Study Guide on Applications

(e.stat sections are noted in parenthesis)

Applications here refer to summarizing data with index numbers, exploring the special problems in time series data, and using statistics for quality control.

Questions to ask at the beginning:

  1. Do I want to aggregate price or quantity data?
  2. Are the data observed at regular periods over time, for example, by month?
  3. Has the time series data been seasonally adjusted?
  4. Does the time series show a trend?
  5. Is a concern for quality focused on a mean, proportion, or standard deviation?
  6. May I explore sources of variation with a regression?
  7. Are production lots to be accepted or rejected?

Index Numbers

One way to aggregate detailed data into a summary is to construct an index. An index number is a weighted average of the detailed data. To aggregate prices, use quantities as weights. To aggregate quantities, use prices as weights.
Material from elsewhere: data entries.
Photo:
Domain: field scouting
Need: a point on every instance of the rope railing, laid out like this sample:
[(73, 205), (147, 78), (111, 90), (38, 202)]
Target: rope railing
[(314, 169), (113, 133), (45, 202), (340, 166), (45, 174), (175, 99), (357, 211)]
For a price index, the quantity weights might be from a base period (a Lespeyres Index) or from the current period (a Paasche Index). The weights might shift over time, creating a chain index. (24-08) The indices for the same time period constructed with different weights might be averaged with the geometric mean. (24-04)

Lespeyres Price Index

For a quantity index, the price weights may be from a base period (a Lespeyres Index) or from a current period (Paasche Idex). Chaining and averaging may also be appropriate.

(24-07)

Lespeyres Quantity Index

If it is appropriate to assume constant expenditure shares, a geometric index may apply. (24-09)

Trends

Estimate a trend by regressing time series data on time. Examine a scatterplot of the variables plotted against time and look for curvature. Choose a functional form to estimate the trend that will capture the curvature. (25-03)

Seasonal Adjustment

Economic time series data with observation periods shorter than annual are likely to vary systematically by season. We can either build time into our models or use seasonally adjusted data. A common method of seasonal adjustment is to compute a centered moving average of the series, take a ratio of the raw values to the moving average value for each period, and find an average of the ratio for each seasonal period (for example, each month). Dividing each raw data value by the average ratio for its seasonal period creates a seasonally adjusted series. (25-04)

Autocorrelation

Movements in economic time series tend to persist through time. A boom in one quarter makes more likely that the immediate succeeding quarter will boom as well. Recessions also persist. Economic time series, then, tend to move together. Persistence in time series is called positive autocorrelation. A high in one period may be systematically associated with a low in the next; call this negative autocorrelation. If we are to estimate causal relationships, we need to take account of autocorrelation. (25-05 & 06)

To test residuals for autocorrelation in a model without a lagged dependent variable, compute a Durbin-Watson d statistic. (25-07)

The d-statistic varies between 0 and 4 with values near 2 indicating no autocorrelation.

When autocorrelation is present in the residuals, one might reformulation the model using first differences (25-08) or by including lagged values of the dependent variables. (25-10)

Quality Control Chart

To control a dimension of a product or service, measure it carefully with a benchmark sample. The construct a control chart with the target value and a range within which the statistic from the monitoring sample is likely to fall with given probability. For example, to control a mean, set limits within which the sample mean from monitoring samples will fall with probability, say, 95 percent. (26-05)

Control charts may be used for individual observations, for sample means, proportions (26-07) and standard deviations (26-06). We can also monitor a count of defects using a control chart based on the Poisson distribution. (26-08) If the distribution of the statistic being tracked in unknown, we can define a control chart using a bootstrap method. (26-09) The control chart may be one- or two-sided and it may have one threshold to trigger more frequent samples and a second threshold to trigger immediate action. (26-10) Plot values from monitoring samples as they occur over time and look for patterns and instances when a process may be out of control. When the process is out of control, make corrections.

Quality and Regression (26-11)

We can use a regression to identify sources of variation in the target variable. Attributes of the production process, time and temperature, and the manager on the scene might be coded and used as explanatory variables. By estimating relationships with causal variables, a quality control team might think of steps to take to reduce variance and so increase control.

Acceptance Samples

Use the binomial (26-13) or hypergeometric (26-14) to find the sample size and maximum number of defects in a sample that will be acceptable.